Я не знаю, бывали ли в России когда-нибудь такие общества. В нем объединялись мелкие и средние торговцы. Достаточно было внести пай, кажется, в двести рублей, чтобы сделаться членом этого общества, но с обязательством возить свои грузы лишь на собственных пароходах. Тут было немножко политики. Время было юное, бодрое, с розовыми надеждами… Раздавались неслыханные раньше голоса в Государственной думе.
– Вы знаете, – торопились новые борцы, – разве теперь время, чтобы сидеть сложа руки… А у нас по берегам Онего такие угодники сидят, что знать никого не хотят. Что ни место, то свой святой… А самолюбие! Такие самолюбивые, скажу вам, что газету из-за самолюбия читать не станут!
Все эти купчики, оживленные новыми перспективами, широкими горизонтами новых времен, сопровождая пароход при первом рейсе, разыгрывали из себя настоящих моряков. Один юркнет в машину и вернется с черным пятном на лбу и платком вытирает масляное пятно на одежде, другой мешает капитану. Но больше всего их собралось на корме у аппарата, отсчитывающего узлы.
– Да не может быть! Шестьдесят узлов! Тридцать верст в час!
Узлы, секунды, курс… так и сыплются морские термины у моряков с брюшками. У одного даже очутился в руках компас…
Все дело в том, чтобы догнать пароход «Свирь», принадлежащий старому обществу. Пароход «Павел» делал на столько-то узлов больше в час, чем «Свирь», и должен был перегнать его на Ладожском озере. Об этом говорили даже публике, когда выдавали билеты. Вот почему и считали узлы, и смотрели вдаль: не покажется ли дым.
И дым показался! Больше. Показалась труба. Узлы, секунды, курс – все было забыто. Еще полчаса, и на Ладожском озере европейцы-купцы готовы были торжествовать победу.

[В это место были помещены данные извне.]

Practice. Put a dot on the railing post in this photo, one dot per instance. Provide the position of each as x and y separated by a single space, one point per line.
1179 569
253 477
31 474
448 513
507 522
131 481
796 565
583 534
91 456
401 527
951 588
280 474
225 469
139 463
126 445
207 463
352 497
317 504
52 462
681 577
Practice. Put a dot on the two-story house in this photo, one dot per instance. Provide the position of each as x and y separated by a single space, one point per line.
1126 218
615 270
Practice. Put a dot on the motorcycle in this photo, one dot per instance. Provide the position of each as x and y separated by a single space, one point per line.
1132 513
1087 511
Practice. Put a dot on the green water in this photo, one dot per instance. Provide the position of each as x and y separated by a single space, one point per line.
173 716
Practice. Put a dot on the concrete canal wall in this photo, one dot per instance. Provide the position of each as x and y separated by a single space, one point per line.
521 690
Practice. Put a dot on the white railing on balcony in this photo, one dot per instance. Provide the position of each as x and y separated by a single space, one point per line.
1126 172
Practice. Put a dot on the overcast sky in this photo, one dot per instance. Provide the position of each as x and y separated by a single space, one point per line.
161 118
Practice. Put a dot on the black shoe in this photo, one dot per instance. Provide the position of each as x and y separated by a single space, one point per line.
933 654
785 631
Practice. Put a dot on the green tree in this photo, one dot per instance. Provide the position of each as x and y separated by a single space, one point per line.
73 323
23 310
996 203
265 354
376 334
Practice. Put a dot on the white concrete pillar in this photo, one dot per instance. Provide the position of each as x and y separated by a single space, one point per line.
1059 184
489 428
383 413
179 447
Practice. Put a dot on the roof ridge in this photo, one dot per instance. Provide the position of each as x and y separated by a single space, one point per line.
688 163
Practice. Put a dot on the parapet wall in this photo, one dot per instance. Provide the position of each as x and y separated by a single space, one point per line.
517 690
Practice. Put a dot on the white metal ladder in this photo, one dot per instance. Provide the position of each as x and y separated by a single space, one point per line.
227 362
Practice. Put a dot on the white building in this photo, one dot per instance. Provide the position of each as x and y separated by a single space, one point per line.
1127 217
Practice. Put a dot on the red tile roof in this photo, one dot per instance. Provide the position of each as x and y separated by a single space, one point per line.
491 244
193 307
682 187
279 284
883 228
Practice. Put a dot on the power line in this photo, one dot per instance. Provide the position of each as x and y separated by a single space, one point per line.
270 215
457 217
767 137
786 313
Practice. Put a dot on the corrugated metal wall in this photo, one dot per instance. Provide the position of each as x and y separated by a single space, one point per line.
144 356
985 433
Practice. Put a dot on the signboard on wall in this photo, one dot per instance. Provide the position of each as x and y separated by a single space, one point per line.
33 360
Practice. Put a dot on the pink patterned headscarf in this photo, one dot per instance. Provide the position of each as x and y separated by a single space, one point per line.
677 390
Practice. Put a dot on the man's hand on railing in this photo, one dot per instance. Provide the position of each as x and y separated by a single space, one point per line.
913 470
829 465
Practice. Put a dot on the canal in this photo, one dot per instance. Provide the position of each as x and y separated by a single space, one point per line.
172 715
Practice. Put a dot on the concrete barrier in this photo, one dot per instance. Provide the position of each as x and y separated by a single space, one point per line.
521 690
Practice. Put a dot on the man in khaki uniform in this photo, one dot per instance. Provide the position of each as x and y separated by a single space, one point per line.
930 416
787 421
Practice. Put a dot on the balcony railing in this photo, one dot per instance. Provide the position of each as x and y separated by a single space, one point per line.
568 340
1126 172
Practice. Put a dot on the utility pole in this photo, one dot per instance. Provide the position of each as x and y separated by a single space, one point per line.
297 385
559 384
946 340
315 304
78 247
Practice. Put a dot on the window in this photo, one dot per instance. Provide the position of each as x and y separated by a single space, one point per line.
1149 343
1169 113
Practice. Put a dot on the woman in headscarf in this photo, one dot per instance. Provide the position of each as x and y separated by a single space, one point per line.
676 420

Вдруг в машине что-то заскрипело, затрещало, оттуда на палубу повалил дым. И все засуетились: и публика, и настоящие матросы, и матросы с брюшками. Кто-то направлял наконечник пожарной трубы в машину.
Через час все благополучно кончилось. Пароход снова пошел. Но с мыслью догнать «Свирь» пришлось расстаться навсегда.
– Ничего, ничего, – грустно утешались хозяева, – машина новая, оботрется…
Теперь, когда я пишу, оба парохода этого общества, «Петр» и «Павел», грустно стоят на Неве без котлов, без колес. Оба потерпели аварии: один на Свирских порогах, другой на озере Онего. За все лето они совершили лишь по одному или по два рейса.